The computed band structure of LSNF is similar to that reported for other highly active OER catalysts, especially those compositions with mixed transition metal sites such as Ni–Fe layered double hydroxide catalysts2. Conesa calculated the DOS of one such polymorph, FeNi7O8(OH)8 in the 2HC structure with Fe in O4(OH)2 coordination, and their result is strikingly similar to that of LSNF in that Ni and Fe 3d bands are strongly hybridized just above EF. They concluded that Fe4+ is stabilized by induced charge transfer between Ni sites, which is also seen in Ni–Fe oxyhydroxides6, and this explanation agrees with our observation of Fe in the 4+ oxidation state in LSNF (Table 1). The shifting of the Ni2+/3+ redox couple upon Fe substitution that we observe (Fig. 4) has previously been reported in NiOOH upon incorporation of Fe and is further evidence of this partial charge transfer between Fe and/or Ni4,5,47. A change in covalency by the introduction of FeO6 units into LSN must have an inductive effect on Ni through next nearest neighbor interactions via Fe–O–Ni bridges48, which is consistent with the observation that our activity is maximized for the composition having the highest probability of Fe–O–Ni bridging interactions, LSNF30.
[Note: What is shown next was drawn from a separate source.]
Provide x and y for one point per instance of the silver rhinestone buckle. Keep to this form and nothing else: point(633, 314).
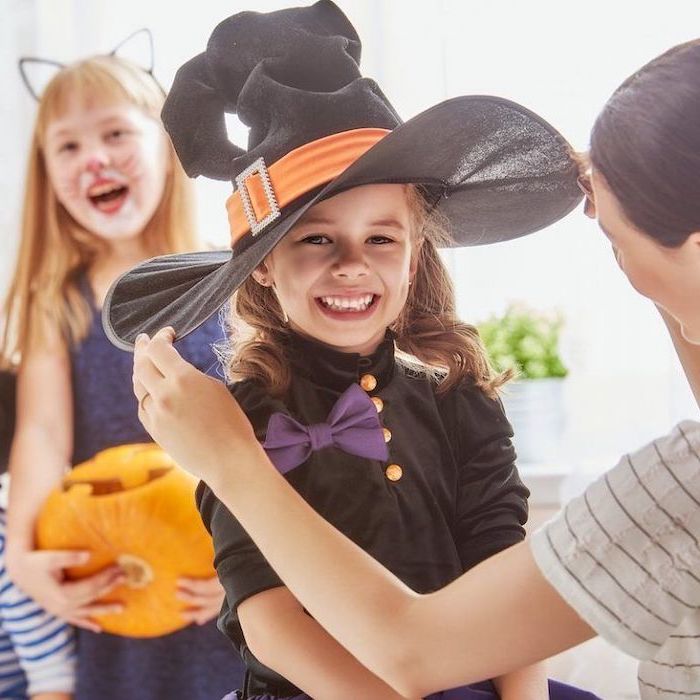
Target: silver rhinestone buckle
point(257, 167)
The band structure of LSNF also resembles the computed band structures of LaCo1−xFexO3(ref.49), Sr2−xLaxMOδ(ref.50), and Ba0.5Sr0.5Co0.75Fe0.25Oδ (BSCF)51. Merkle calculated the band diagram for BSCF and found a similar electronic configuration as in LSNF, and Schmidt and co-workers saw that the catalytic activity of Ba0.5Sr0.5Co0.8Fe0.2Oδ was much higher than that of Ba0.5Sr0.5CoOδ(ref.34). Thus it is possible that the high activity of BSCF, SrNb0.1Co0.7Fe0.2O3−δ34,52 as well as others with similar mixed transition metal sites may be rationalized not just by the covalent bonding, but also by triply-overlapping Co/Ni and Fe 3d states with O 2p near EF similar to the LSNF series, which has largely been overlooked up to now. Furthermore, the similarities between the band structures of LSNF materials and these other active catalysts of varying structures, some of them amorphous, reinforces how the principle of cross-gap hybridization may apply to many different metal oxide catalysts and applies to the LSNF series even in the event of surface restructuring.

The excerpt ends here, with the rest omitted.